Lack of knowledge and limited treatment for cancer gave the sisters many patients to care for, many of them country people who did not recognize the nature of their illness until they were seriously ill, Sister Loretta said.

Then as now the sisters did all the nursing of the patients themselves at no charge. They have always taken in the destitute who have been diagnosed as having incurable cancer with no medical treatment. In these days, destitute means those who have no means to afford the cost of a nursing home in such a circumstance. Nine sisters care for about 40 patients and there is a long waiting list of those who would like to enter the home.

Sometimes the unexpected happens and the very sick keep living. Mary Ann, a young girl who came to the Cancer Home as a toddler, was expected to live six months, Sister Loretta says, and she lived until she was almost 13 years old. Her story was told in a book written by the sisters, with an introduction by the Catholic writer Flannery O'Connor. Sister Loretta, who was the nurse particularly caring for Mary Ann, said she was a powerful influence on her caretakers. Tutors who came to teach her lessons at the Cancer Home ended up joining religious life, the nun said. "Mary Ann kept losing her tutors, about five anyway, if not more, who became religious, about four to our order."

Sister Loretta has acquired a bit of notoriety herself, after commenting in a newspaper article that she was a Georgia football fan and didn't care about Notre Dame "at all." Coach Vince Dooley visited the Cancer Home afterwards and gave her a black Bulldogs hooded sweatshirt and a "How 'Bout Them Dogs" tote bag. She was invited to be a special guest at a Georgia game, but she prefers to watch the games on television and is a dedicated football and baseball fan.

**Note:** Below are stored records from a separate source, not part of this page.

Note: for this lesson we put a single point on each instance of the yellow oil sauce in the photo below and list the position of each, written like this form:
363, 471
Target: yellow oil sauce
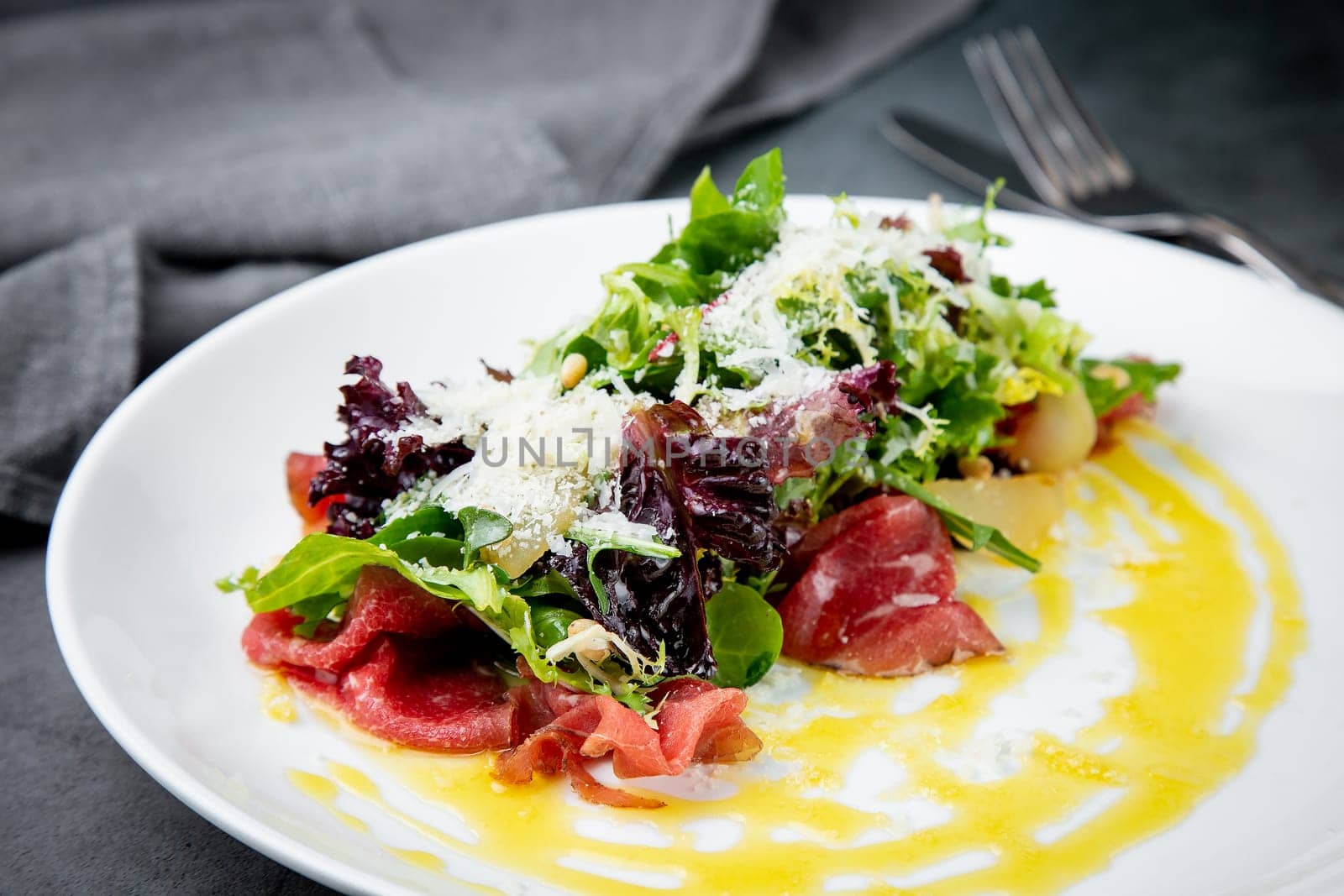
994, 777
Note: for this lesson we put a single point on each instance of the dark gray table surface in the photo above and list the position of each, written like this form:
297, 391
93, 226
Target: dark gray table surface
1234, 109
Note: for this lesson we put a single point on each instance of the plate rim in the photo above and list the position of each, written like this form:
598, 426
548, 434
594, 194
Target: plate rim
60, 604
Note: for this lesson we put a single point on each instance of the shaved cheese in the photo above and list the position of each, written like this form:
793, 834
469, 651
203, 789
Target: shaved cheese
543, 457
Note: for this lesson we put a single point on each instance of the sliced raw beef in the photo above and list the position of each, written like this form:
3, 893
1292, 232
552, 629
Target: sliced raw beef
382, 602
400, 667
875, 595
696, 721
405, 694
300, 470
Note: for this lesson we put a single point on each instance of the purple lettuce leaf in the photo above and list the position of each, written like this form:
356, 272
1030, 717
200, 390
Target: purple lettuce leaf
374, 464
804, 434
701, 493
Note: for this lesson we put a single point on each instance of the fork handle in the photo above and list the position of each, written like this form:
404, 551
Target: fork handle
1256, 253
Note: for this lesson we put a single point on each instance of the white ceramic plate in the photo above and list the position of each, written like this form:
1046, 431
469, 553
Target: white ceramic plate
183, 484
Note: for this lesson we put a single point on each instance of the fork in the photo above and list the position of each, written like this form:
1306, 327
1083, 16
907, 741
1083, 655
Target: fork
1077, 170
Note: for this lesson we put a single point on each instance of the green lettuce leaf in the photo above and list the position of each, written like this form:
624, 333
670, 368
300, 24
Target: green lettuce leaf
746, 634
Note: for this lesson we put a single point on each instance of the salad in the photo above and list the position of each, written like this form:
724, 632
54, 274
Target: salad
769, 438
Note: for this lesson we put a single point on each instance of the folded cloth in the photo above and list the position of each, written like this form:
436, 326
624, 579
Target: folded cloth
167, 164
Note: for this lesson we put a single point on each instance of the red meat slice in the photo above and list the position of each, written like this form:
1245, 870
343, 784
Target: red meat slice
877, 595
396, 668
382, 602
696, 721
300, 470
401, 694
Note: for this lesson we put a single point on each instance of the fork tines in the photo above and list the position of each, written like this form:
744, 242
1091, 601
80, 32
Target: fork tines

After several decades of nursing the sick, Sister Loretta was bookkeeper for the home and worked in the home's pharmacy. Now she visits patients, sets up tables and does the dishes and assists in less strenuous ways. "Now I have an avocation. I'm taking piano lessons," from a teacher who comes to the home, she says. "I'm not very good, but nobody has to listen to me."

Despite her family's concerns years ago, she has been strong enough for the work, crediting God's grace and the order's physical and spiritual training. "I think if God gives you a vocation, He gives you all you yourself need to handle it with His help," she says.

She is feisty about the religious habit she has worn for 50 years, a badge of honor that she would not part with under any circumstances.

"I am proud of the habit -- very proud -- and I am very proud that I have been accepted into this community," she says. "I have never lost those two feelings. I really think God has been very, very good to me."